Georiga Rep. Ron Stephens

  • House Bill 86 that would make online and mobile sports betting in Georgia legal has passed in its first committee by a landslide.
  • Over $40 million is estimated to be generated annually from the sports wagering industry that would go toward the HOPE Scholarship.
  • The Georgia General Assembly adjourns in April with a decision on the bill regarding sports gaming needing to be made by then.

ATLANTAGeorgia is one step closer to a legal sports betting market as a bill that would legalize the industry has passed through its first committee.

A 20-6 majority vote on Tuesday in the House Tourism and Economic Development Committee gave House Bill 86 the first green light on its quest toward becoming a law in 2021.

The most attractive part of this legislation for the Peach State is that the proposal would allow for lawmakers to approve and open the legal sports betting market without the need to amend the state’s constitution.

House Bill 86 Details

House Bill 86 would be a completely online and mobile sports betting industry in Georgia. No changes to the constitution of the state would be required if legislation is done in this manner without any land-based sportsbook venues mentioned.

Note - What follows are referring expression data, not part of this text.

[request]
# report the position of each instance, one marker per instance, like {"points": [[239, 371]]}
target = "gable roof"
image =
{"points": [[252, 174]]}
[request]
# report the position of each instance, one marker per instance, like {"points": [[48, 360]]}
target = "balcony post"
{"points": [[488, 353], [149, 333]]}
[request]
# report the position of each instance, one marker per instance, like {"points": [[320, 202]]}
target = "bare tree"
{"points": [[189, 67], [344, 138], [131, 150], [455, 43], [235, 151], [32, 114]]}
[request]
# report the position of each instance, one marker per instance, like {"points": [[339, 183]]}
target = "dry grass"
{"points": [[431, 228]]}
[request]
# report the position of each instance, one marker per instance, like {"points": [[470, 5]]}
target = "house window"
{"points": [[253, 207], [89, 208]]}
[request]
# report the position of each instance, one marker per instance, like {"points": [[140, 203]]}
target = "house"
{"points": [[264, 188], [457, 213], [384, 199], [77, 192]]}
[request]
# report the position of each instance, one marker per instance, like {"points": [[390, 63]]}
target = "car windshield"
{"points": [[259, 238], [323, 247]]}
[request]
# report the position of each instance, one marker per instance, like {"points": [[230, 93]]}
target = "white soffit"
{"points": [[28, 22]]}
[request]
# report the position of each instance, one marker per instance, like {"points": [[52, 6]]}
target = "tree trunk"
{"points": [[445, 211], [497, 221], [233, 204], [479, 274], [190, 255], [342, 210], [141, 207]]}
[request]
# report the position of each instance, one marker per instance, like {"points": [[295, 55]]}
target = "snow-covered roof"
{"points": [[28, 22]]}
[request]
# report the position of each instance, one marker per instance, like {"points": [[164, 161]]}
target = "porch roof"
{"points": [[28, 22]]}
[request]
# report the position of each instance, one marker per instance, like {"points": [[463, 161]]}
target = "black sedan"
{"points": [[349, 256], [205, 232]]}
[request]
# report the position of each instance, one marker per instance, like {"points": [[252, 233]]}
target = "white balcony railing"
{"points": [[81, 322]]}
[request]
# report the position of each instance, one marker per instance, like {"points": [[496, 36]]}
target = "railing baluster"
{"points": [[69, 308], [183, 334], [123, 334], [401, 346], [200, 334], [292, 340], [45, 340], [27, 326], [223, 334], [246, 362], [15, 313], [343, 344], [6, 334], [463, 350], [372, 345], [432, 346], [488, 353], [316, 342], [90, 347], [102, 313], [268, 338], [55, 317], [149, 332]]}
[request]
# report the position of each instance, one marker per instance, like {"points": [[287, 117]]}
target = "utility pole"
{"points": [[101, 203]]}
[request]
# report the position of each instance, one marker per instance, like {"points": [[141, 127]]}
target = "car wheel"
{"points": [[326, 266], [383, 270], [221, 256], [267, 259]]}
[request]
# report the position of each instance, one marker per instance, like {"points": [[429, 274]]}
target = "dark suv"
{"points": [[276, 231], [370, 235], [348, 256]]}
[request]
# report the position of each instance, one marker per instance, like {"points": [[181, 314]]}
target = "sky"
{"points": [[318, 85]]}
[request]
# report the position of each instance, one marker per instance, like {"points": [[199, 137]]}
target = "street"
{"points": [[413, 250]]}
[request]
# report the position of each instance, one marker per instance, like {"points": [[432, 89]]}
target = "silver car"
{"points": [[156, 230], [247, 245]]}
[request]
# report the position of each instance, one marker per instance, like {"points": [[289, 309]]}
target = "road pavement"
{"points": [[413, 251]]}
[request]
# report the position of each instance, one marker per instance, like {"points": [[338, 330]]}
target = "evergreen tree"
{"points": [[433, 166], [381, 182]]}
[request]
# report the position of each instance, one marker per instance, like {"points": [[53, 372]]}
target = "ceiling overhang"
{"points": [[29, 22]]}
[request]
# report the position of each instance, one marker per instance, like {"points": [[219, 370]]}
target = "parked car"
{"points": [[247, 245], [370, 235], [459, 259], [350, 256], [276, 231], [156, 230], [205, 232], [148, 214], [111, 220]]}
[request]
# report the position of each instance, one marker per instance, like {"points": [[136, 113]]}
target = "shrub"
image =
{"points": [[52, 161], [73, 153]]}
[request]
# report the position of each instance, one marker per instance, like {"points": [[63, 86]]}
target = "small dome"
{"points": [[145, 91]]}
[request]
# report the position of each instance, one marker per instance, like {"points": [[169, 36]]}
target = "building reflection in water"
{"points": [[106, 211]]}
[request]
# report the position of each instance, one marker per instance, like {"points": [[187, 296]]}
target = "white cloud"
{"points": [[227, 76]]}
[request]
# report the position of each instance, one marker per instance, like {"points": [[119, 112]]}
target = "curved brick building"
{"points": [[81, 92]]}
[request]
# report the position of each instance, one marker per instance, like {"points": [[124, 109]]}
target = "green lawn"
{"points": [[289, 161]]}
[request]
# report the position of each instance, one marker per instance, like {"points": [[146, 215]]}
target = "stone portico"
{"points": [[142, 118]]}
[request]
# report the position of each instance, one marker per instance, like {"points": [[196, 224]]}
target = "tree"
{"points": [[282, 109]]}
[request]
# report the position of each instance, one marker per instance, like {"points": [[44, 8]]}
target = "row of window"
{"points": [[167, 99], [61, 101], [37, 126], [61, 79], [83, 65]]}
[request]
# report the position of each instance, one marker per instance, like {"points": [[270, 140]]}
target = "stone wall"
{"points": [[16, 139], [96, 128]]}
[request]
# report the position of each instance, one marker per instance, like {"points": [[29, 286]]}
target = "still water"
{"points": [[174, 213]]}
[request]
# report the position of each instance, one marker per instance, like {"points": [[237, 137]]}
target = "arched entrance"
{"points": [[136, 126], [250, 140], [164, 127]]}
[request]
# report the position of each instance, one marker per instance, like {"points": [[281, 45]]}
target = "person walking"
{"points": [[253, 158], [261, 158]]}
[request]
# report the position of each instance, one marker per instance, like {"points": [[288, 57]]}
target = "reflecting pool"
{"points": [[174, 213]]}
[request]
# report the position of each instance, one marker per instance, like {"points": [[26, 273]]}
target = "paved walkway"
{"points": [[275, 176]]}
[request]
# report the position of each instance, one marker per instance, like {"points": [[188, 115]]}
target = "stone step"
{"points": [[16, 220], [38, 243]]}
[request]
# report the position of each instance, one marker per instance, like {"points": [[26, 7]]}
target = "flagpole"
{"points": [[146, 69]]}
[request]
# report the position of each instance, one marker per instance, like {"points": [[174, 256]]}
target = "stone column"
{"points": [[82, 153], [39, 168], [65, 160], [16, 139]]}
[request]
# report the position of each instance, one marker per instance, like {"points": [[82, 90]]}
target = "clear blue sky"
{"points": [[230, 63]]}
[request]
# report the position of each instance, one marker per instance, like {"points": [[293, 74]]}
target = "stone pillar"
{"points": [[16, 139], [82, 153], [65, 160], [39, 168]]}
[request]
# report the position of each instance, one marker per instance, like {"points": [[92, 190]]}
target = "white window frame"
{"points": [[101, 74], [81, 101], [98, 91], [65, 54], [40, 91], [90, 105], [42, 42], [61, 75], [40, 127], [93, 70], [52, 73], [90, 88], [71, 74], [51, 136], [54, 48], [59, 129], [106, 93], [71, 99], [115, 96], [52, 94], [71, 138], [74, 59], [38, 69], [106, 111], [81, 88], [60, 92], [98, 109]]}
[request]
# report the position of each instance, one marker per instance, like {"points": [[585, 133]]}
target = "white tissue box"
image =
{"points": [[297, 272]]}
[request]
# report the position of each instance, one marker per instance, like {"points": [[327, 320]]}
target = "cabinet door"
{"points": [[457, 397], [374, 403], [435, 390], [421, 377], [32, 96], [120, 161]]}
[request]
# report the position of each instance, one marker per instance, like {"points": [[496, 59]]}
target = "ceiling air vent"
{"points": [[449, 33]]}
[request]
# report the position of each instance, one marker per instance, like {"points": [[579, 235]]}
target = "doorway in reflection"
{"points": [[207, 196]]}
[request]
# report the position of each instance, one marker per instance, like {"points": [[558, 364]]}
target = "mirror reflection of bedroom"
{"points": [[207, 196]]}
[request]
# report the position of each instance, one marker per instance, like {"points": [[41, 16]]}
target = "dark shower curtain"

The Georgia Lottery is named as the regulator of the market which is another reason why GA HB 86 would be able to bypass a constitutional amendment.

The Georgia Lottery is already a legal gambling outlet and would be in charge of overseeing the entire sports wagering industry. There is no cap within the current draft that says how many licensed operators the lottery could accept.

Sports bettors 21 and over anywhere inside the state lines could access the online and mobile sports betting applications to gamble on professional sports matchups.

But, collegiate sports betting is banned under House Bill 86.

There is a 14% tax rate on all GGR required from sportsbook operators with that money going toward the HOPE Scholarship. It is projected that sports betting in Georgia would generate around $40 million a year for the Scholarship. However, naysayers say that there is already over $1 billion reserved for the HOPE Scholarship through the lottery should they need to tap into those reserves, making $40 million a year a very small addition to the cause when it would mean having to make sports betting legal to get it.

Yet plenty are in favor of this legislation like the Georgia Professional Sports Integrity Alliance that is made up of the Atlanta Braves, the Atlanta Falcons, the Atlanta Hawks, and the Atlanta United.

Sports wagering occurs in Georgia every day without any profit to the economy. These professional teams believe that a regulated and state-sanctioned market would make it safer for the consumer, add profit to the state, and create a larger fan base for their sports teams which in turn creates more money for their franchises.

“It’s for fan participation,” said Representative Ron Stephens (R-Savannah), Sponsor of GA HB 86. “As I said earlier, the stands are empty. They believe that fan engagement is what sports betting is all about. We can legitimize it, if you will, through the lottery. If you’re going to do it offshore, why don’t we collect the revenue here in Georgia?”

While opposition fears addiction issues should gambling on sports become legal, the Georgia Lottery already puts $400,000 a year toward addiction programs.

These programs are open to all Georgians statewide and are free of cost to them. Since this is an issue that is already being taken care of, it shouldn’t raise too many problems for legalization of sports betting as the legislative process for GA HB 86 continues moving forward.

What’s Next For Georgia?

Sports betting legalization in Georgia is building momentum in the Georgia General Assembly with House Bill 86. The session adjourns for the year on April 2.

A decision on a legal mobile and online sports wagering industry for Georgia will need to be made by then through policymaker votes.

There is no date set yet for the next hearing. But, in terms of a favorable outcome, it looks as though the Peach State is tipping toward the side of legalizing the activity this year.